Grant and revoke only mutate caps[]. They queue a sync request on the target
cpu's rq->scx.ecaps_to_sync and kick it, and the cpu recomputes the queued
scheds' ecaps from caps[] in balance_one() under its own rq lock. A dying
sched runs the sync directly to retire its queued request before freeing. As
held references can defer the freeing past the enclosing root scheduler's
lifetime, root enable discards leftover sync requests before going live.

Signed-off-by: Tejun Heo <tj@kernel.org>
---
 kernel/sched/ext/ext.c      |  10 +++
 kernel/sched/ext/internal.h |  21 +++++-
 kernel/sched/ext/sub.c      | 133 +++++++++++++++++++++++++++++++++++-
 kernel/sched/ext/sub.h      |  16 +++++
 kernel/sched/sched.h        |   3 +
 5 files changed, 180 insertions(+), 3 deletions(-)

diff --git a/kernel/sched/ext/ext.c b/kernel/sched/ext/ext.c
index 4701346765cd..a1b994da9514 100644
--- a/kernel/sched/ext/ext.c
+++ b/kernel/sched/ext/ext.c
@@ -2600,6 +2600,8 @@ static int balance_one(struct rq *rq, struct task_struct *prev)
 	rq->scx.flags |= SCX_RQ_IN_BALANCE;
 	rq->scx.flags &= ~SCX_RQ_BAL_KEEP;
 
+	scx_process_sync_ecaps(rq);
+
 	if ((sch->ops.flags & SCX_OPS_HAS_CPU_PREEMPT) &&
 	    unlikely(rq->scx.cpu_released)) {
 		/*
@@ -4632,6 +4634,9 @@ static void scx_sched_free_rcu_work(struct work_struct *work)
 		 */
 		WARN_ON_ONCE(!list_empty(&pcpu->deferred_reenq_local.node));
 
+		/* flush the queued ecaps syncs */
+		scx_discard_ecaps_to_sync(cpu, pcpu);
+
 		/*
 		 * Bypass blocks new kicks.
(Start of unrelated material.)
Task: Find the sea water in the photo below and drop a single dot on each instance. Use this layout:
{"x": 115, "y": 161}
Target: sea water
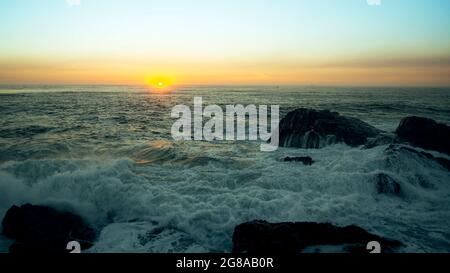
{"x": 106, "y": 153}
Flush the kick irq_work so this
 		 * pcpu's to_kick_node is off the list before it is freed.
@@ -6376,6 +6381,9 @@ struct scx_sched *scx_alloc_and_add_sched(struct scx_enable_cmd *cmd,
 		node = cpu_to_node(cpu);
 		pcpu->sch = sch;
 		INIT_LIST_HEAD(&pcpu->deferred_reenq_local.node);
+#ifdef CONFIG_EXT_SUB_SCHED
+		init_llist_node(&pcpu->ecaps_to_sync_node);
+#endif
 		INIT_LIST_HEAD(&pcpu->to_kick_node);
 		if (!zalloc_cpumask_var_node(&pcpu->cpus_to_kick, GFP_KERNEL, node) ||
 		    !zalloc_cpumask_var_node(&pcpu->cpus_to_kick_if_idle, GFP_KERNEL, node) ||
@@ -6720,6 +6728,8 @@ static void scx_root_enable_workfn(struct kthread_work *work)
 		rq->scx.cpuperf_target = SCX_CPUPERF_ONE;
 	}
 
+	scx_discard_stale_ecaps_syncs();
+
 	/*
 	 * Keep CPUs stable during enable so that the BPF scheduler can track
 	 * online CPUs by watching ->on/offline_cpu() after ->init().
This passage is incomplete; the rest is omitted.